第432話美少女アイドルを救え!(10)

結衣が出した結論は、「芸能界引退」だった。

理由としては、しっかりと勉強をして、自らを高めたいというもの。

結衣を応援してきた数多くのファンの嘆きや、芸能マスコミやワイドショー番組では「無実なのに唐突過ぎる」などのコメントが多く寄せられたけれど、結衣の意志は変わらなかった。


また、芸能界引退にかかる交渉や事務手続きは、全て柳生事務所が対応。

「本人の意志に逆らって、余計な引き留め工作をすれば、柳生事務所としても厳格な対応をする」との態度が、芸能プロダクションに大きな恐怖感を持たせた。

何しろ、柳生事務所は、各種のテロ事件の防止や、政界の闇事件、指定暴力団の抗争事件まで解決して来た弁護士事務所として名高い。

そのため、「叩けばホコリが出る」芸能事務所としては、恐ろしくて反発などは出来なかったのである。
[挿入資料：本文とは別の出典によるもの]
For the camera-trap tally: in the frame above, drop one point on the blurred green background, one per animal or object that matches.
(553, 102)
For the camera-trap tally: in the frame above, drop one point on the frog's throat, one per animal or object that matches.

さて、芸能界引退をした結衣は、その後の進路については、少し迷った。

考えたのは、三種類の進路。

一つ目は、柳生の地に帰ること。

二つ目は、シルビアと春香の通う女子高に転入すること。

三つ目は、華音の通う学園に転入すること。


「柳生に今、帰っても、あまり面白くないなあ」

「せっかく都内に華音もいるし、シルビアも春香もいるし」

「お世話になった柳生事務所の近くにいるほうが、安全かな」

「そうなると、シルビアと春香の女子高か、華音の学園」

「女子高は・・・アイドル辞めて入ると面倒かな」

「変なジェラシーがあると、それも嫌」

「そうなると、華音の学園、吉村のおばちゃんが学園長だよね」

そこまで考えて、結衣が出した進路は、「華音の学園に転入」だった。


吉村学園長も奈良出身、結衣とは子供の頃から懇意、すぐに受け入れの許可を出した。

「わかりました、結衣さんの全てを引き受けます」

「安心して、当初は違和感があるかもしれないけれど」

「今の学園は平和だから」

「華音君にもサポートさせる」

結衣にとっては、「華音がサポートする」が、一番の安心材料だった。

そして、芸能界引退の翌週月曜日から、華音と一緒に登校することになった。


尚、その前日の日曜日、華音は文学研究会の面々を、特別に華音の屋敷に招いた。

目的は。結衣の顔合わせ。


全員がリビングに入ると、華音は結衣を隣に座らせ、頭を下げる。

「大きな話題になった結衣さん、僕より一つ年上、幼なじみです」

「お願いします、力になってあげてください」


部長の長谷川直美は、目を細めた。

「ほんと、アイドルって可愛いね、もったいないとは思うけれど、華音君に頭を下げられては仕方ない、全力で守るよ、安心して」

佐藤美紀

「うん、重い決断と思う。でも、任せて、心配いらない」

花井芳香

「同じ2年生だよ、私も頼って」

志田真由美

「見ているだけで可愛くてドキドキするけど、わかりました」

雨宮瞳

「毎日一緒に登校しましょう、楽しみです」


結衣は、本当に感激。

「芸能界だと、結局足の引っ張り合いばかり」

「心がやすらぐし、元気が出る」

「ありがとう、みなさん、華音君」


そこまで話がまとまった時点で、リビングにシルビア、春香、エレーナが入って来た。

エレーナは、大きなお盆に、大量のドーナツ。

「こういう幸せな時は、甘い物がいいの、ルーマニア風ドーナツを作りました」


すると華音は結衣に余計な言葉。

「もうダイエットはいらない、たくさん食べて」

「小さな頃は、丸々とした結衣ちゃんだった」


・・・華音は、結局、結衣はもちろん、全ての女子から、ポカリをされている。